As much as physical advantages are important when you're pitching — a 6-foot-4 Randy Johnson probably wouldn't have been as dominant as the 6-foot-10 presence that he was — a mental advantage can serve an even greater purpose. Knowing which pitch to throw and when. Exploiting an opposing batter's weak spots. Calling an appropriate game in concordance with your backstop to change up your pitches every once in a while.
And for someone like Greg Maddux, who had some of the greatest pitching seasons we've ever seen in the heart of the steroid era, that mental battle was something he often won and used to his advantage. One way in which he did so, however, was unique.
The longtime Cubs and Braves hurler and 2014 Baseball Hall of Fame inductee stopped by the Barstool Sports "Pardon My Take" podcast and shared some insight as to how he'd gain an edge in the mental game after the hosts asked him whether or not he intentionally gave up a home run to Jeff Bagwell.
"I didn't intentionally give up a home run, but there are times where you try to have the hitter have some success off you so you know he'll be sitting on them the rest of the year," Maddux said. "...I had a coach that told me what hitters remember, and they remember success. So, [if] they get you on a certain pitch, they're gonna be sitting on it for a long time.
"...I did it mostly in spring training. I think you try to plant a seed in guys' heads in spring training and try to get away from it once the season starts."
There's actually been quite an extensive and thorough investigation into the so-called "Bagwell Gambit" deployed by Maddux by baseball writer Cyril Morong, who doesn't believe that it, a) happened as it is so often told and, b) had a profound effect on Maddux's postseason success or later appearances against batters.
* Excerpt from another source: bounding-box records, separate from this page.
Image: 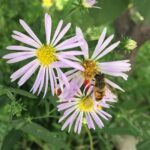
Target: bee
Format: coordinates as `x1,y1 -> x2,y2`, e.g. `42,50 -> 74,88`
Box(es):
93,73 -> 106,101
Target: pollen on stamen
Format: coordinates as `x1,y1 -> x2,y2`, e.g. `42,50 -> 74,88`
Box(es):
82,60 -> 98,81
78,97 -> 94,112
36,45 -> 57,67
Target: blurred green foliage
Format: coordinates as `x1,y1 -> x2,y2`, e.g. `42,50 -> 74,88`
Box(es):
0,0 -> 150,150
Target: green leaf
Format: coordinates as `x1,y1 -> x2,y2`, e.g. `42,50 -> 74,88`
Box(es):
137,139 -> 150,150
7,88 -> 37,99
14,121 -> 66,150
1,129 -> 21,150
133,0 -> 150,22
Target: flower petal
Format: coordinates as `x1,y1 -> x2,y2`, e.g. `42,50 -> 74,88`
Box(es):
45,13 -> 52,45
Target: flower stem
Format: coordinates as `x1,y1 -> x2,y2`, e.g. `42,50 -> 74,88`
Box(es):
85,125 -> 94,150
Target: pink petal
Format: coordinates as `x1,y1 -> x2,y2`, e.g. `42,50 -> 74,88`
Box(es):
76,28 -> 89,59
7,45 -> 36,51
95,41 -> 120,60
53,23 -> 71,46
45,13 -> 52,45
105,79 -> 124,92
91,28 -> 106,59
18,62 -> 39,86
19,19 -> 42,45
10,60 -> 37,81
51,20 -> 63,44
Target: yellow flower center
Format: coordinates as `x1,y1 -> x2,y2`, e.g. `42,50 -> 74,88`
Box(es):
82,60 -> 98,80
78,97 -> 94,112
36,45 -> 57,67
42,0 -> 53,8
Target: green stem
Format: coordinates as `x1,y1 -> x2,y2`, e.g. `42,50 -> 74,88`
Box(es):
64,7 -> 78,20
32,108 -> 56,120
85,125 -> 94,150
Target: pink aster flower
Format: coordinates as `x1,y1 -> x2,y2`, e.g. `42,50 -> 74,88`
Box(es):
82,0 -> 100,9
66,28 -> 131,91
57,85 -> 116,134
3,14 -> 83,96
Still, the fact that Maddux confirmed this strategic approach and explained the logic behind it is cool to see and, not too surprisingly, it makes a lot of sense. When you're going up against a pitcher of Maddux's caliber, you're likely going to be thinking and overthinking everything about the plate appearance. Why not let a batter think they beat you in a meaningless circumstance, only to use it against them in the future? And all this, combined with his devastating control, likely built a lot of his success.
Maddux's run from 1992 to 1998, with one season on the Cubs and the rest on the Braves, was perhaps the most dominant seven-year stretch we've ever seen from a pitcher. He went 127-53 with a 2.15 ERA in those seven seasons, including four ERA titles and four consecutive Cy Young Awards.